Things I've learnt: don't trust the pesky weathermen, drink like a fish, and there's no shame in stopping for a rest to avoid collapse!!! It was an experience, I'll put it that way, but do it again?....never!....well, not next year anyway.

gritech, 5:47:27

What was the best moment? Managing to see my wife, friends and the kids waving a banner with "Go Dad Go ..Run Gary Run" on it at several points.

And the worst moments? The first was reaching water stations that had run out of water.
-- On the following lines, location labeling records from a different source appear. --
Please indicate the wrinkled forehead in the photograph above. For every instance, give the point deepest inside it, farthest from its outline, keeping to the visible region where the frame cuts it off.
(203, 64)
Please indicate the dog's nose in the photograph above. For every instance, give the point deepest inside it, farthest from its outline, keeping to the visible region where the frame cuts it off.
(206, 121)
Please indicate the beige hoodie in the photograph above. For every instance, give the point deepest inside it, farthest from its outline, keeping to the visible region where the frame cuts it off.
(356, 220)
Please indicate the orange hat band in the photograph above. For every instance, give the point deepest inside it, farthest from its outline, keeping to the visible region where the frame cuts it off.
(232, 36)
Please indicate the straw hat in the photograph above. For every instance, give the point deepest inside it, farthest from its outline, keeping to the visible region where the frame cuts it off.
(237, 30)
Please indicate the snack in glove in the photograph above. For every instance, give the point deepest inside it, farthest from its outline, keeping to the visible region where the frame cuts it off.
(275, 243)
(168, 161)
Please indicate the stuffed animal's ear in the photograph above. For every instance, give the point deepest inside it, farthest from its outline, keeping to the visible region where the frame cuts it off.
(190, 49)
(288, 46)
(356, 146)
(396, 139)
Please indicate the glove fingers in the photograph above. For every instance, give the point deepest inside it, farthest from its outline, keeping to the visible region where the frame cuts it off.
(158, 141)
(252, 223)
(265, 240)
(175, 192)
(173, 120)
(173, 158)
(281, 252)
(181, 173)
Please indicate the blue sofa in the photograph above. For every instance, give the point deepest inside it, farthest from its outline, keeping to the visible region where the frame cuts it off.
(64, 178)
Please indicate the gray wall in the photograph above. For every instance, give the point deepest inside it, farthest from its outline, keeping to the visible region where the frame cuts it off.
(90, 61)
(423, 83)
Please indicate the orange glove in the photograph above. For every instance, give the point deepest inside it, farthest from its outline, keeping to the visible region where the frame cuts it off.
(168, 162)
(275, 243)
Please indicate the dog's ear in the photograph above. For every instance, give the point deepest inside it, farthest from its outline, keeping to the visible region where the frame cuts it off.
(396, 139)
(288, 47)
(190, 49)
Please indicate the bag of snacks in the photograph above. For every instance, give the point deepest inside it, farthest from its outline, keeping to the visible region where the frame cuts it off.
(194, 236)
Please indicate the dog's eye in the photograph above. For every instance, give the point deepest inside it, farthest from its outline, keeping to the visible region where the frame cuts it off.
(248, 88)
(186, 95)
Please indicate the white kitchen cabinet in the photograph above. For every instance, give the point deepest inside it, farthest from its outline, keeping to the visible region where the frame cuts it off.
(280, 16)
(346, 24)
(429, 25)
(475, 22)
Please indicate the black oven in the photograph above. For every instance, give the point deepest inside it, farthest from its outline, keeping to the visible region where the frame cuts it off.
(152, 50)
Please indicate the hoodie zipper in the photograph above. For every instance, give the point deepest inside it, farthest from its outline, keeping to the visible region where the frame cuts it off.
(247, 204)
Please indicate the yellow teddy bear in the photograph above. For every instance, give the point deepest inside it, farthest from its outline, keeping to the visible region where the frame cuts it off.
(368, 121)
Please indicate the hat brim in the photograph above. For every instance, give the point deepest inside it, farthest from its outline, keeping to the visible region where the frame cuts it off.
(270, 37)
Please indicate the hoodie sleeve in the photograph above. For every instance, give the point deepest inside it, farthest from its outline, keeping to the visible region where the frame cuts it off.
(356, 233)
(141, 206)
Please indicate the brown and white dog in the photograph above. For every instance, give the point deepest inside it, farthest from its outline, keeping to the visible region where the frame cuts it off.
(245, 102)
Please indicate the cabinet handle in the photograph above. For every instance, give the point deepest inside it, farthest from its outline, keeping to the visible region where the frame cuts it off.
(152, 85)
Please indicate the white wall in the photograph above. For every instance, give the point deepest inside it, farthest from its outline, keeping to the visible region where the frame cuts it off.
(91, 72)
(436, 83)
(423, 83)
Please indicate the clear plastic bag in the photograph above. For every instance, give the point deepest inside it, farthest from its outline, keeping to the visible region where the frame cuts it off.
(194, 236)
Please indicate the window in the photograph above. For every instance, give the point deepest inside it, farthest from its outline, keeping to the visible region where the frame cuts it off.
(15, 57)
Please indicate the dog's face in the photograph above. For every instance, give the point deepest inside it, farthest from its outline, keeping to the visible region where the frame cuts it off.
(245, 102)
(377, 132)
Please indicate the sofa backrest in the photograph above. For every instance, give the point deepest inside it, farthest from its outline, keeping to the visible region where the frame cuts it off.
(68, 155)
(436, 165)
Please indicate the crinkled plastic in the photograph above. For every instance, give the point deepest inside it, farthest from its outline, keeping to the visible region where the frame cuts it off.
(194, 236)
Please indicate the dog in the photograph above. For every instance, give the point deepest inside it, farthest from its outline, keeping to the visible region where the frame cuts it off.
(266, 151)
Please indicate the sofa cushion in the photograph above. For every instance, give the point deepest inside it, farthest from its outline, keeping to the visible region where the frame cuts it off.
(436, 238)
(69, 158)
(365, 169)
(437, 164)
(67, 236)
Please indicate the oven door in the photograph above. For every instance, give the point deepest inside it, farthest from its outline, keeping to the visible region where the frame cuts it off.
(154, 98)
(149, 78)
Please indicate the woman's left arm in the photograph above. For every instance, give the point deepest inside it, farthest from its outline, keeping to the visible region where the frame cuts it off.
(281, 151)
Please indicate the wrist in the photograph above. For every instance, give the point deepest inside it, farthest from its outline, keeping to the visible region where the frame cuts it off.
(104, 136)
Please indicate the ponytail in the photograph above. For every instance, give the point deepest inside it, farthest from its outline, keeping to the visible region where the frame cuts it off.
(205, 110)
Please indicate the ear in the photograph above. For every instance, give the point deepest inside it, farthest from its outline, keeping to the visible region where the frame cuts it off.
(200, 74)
Then at mile 21 trying to convince myself to keep running as there were only 5 miles to go - at which point everything went black for a split second and then everything came back and I was still running.

Having seen two other runners collapsed by the side of the road I decided to give up my goal of running all the way and went into survival mode. I walked most the last miles, but ran the last 0.2 over the line.

The most memorable moments? The crowds, supporters shouting encouragement, a blues band playing outside a pub... I nearly stopped there! Rhino Kev and Andy whom I seemed to be running with a lot.

What would I do differently? Not listen to weather reports, and pack a hat, suntan cream etc - and make sure I'd got some emergency water.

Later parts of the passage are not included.